Gründe für eine Fehlgeburt können von Frau zu Frau unterschiedlich sein, allerdings fanden Ärzte heraus, dass besonders Problemschwangerschaften einer der Hauptgründe sind. Eine Problemschwangerschaft liegt zum Beispiel dann vor, wenn Frauen gewisse Faktoren erfüllen, die eine Schwangerschaft gefährden könnte. Das wären einmal Frauen, die älter als 35 Jahre sind oder unter 16 Jahre alt sind. Ärzte können solche Schwangerschaften als ‘Risikoschwangerschaft’ einstufen. Aber problematische Schwangerschaften können auch vorliegen, wenn unerwartete Komplikationen auftauchen, oder seelischer Stress und körperliche Beschwerden in Ihr Leben eintreten. Schließlich kann die Schwangerschaft und Geburt eines Kindes Sie zu Ihren Grenzen bringen.

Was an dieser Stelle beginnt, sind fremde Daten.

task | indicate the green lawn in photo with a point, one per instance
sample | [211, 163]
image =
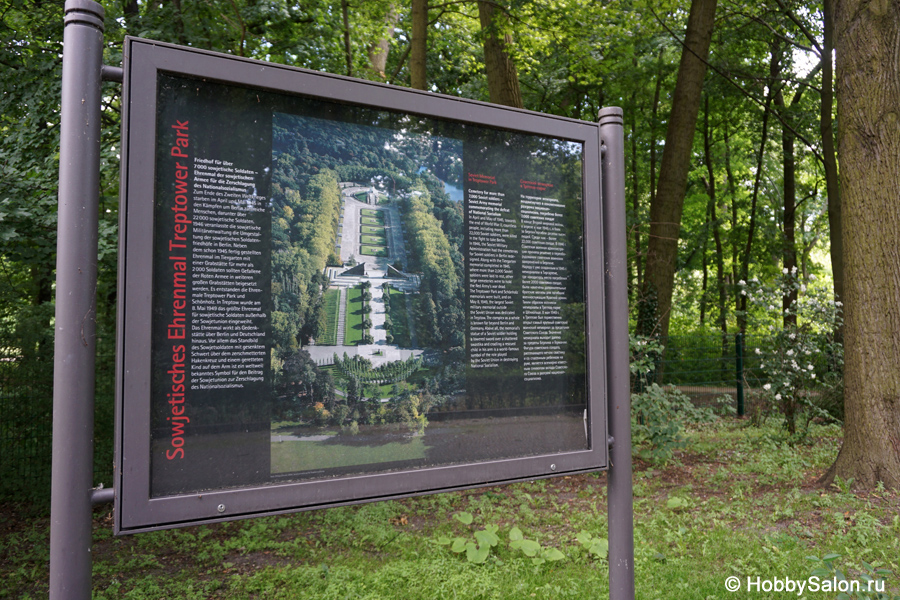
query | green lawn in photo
[330, 301]
[372, 240]
[353, 330]
[400, 327]
[296, 455]
[371, 230]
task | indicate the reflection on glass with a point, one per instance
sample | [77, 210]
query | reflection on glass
[368, 291]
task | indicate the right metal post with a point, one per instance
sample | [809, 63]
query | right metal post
[620, 501]
[739, 366]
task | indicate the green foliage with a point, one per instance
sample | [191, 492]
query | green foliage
[870, 584]
[659, 416]
[791, 355]
[595, 546]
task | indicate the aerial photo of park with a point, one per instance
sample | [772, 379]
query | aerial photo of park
[368, 293]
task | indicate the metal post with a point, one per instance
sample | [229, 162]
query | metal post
[739, 365]
[621, 526]
[76, 282]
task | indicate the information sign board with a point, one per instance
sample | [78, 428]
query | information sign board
[337, 291]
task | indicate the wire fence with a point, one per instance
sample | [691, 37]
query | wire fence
[711, 368]
[26, 410]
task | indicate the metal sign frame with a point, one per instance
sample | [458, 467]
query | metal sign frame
[136, 509]
[72, 496]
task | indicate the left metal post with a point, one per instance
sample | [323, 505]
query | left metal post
[76, 282]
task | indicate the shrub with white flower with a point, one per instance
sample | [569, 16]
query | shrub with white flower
[794, 386]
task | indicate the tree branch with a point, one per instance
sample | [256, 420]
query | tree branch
[747, 94]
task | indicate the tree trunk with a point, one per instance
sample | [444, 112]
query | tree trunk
[714, 222]
[774, 73]
[832, 184]
[636, 207]
[867, 41]
[789, 187]
[348, 53]
[418, 44]
[666, 209]
[503, 80]
[378, 51]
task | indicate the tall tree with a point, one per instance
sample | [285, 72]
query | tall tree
[831, 171]
[418, 44]
[867, 44]
[667, 206]
[503, 79]
[378, 51]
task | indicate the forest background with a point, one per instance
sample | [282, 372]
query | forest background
[739, 93]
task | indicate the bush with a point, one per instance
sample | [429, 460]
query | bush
[658, 417]
[796, 381]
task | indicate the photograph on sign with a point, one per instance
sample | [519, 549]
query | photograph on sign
[342, 289]
[364, 292]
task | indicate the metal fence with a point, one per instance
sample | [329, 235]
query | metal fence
[26, 411]
[708, 368]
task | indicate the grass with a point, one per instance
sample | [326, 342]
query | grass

Aus diesem Grund ist es wichtig, während der Schwangerschaft Menschen um sich zu haben, denen Sie vertrauen können, die Sie beruhigen und Ihnen bei Problemen helfen können. Das können Ihr Lebensgefährte, Freunde, Eltern und natürlich eine Hebamme sein. Sie sind wichtige Fachkräfte, die Ihnen während und nach der Schwangerschaft zur Seit stehen werden, gerade bei Problemschwangerschaften sollten Sie auch Ihren Gynäkologen auf dem Laufenden halten. Doch auch mit aller Vorsicht kann die Schwangere Person nicht viel tun, falls es zu einer Fehlgeburt kommt. Es ist für Mütter ein großer Schock und das Trauern wird einige Zeit in Anspruch nehmen. Bei Bedarf können Sie Selbsthilfegruppen besuchen und Frauen mit ähnlichen Erfahrungen treffen, oder einen spezialisierten Therapeuten aufsuchen.

Man unterscheidet meist zwischen Fehl- und Totgeburt, da ein Kind, das in der 1. bis 25. Schwangerschaftswoche stirbt als Fehlgeburt, und Kinder die nach der 25. Schwangerschaftswoche sterben, als Totgeburt bezeichnet werden. Eine Totgeburt ist meldepflichtig beim Standesamt, Sie können selbst entscheiden, ob Sie dem Kind einen Namen geben möchten und ob bzw. wie es bestattet werden soll. Da eine Fehlgeburt voraussetzt, dass das Baby unter 500 Gramm wiegt, kann es unter Umständen vorkommen, dass die Regierung Ihnen keine Bestattung genehmigt, auch wenn die meisten Bundesländer seit 2012 Bestattungen bewilligen.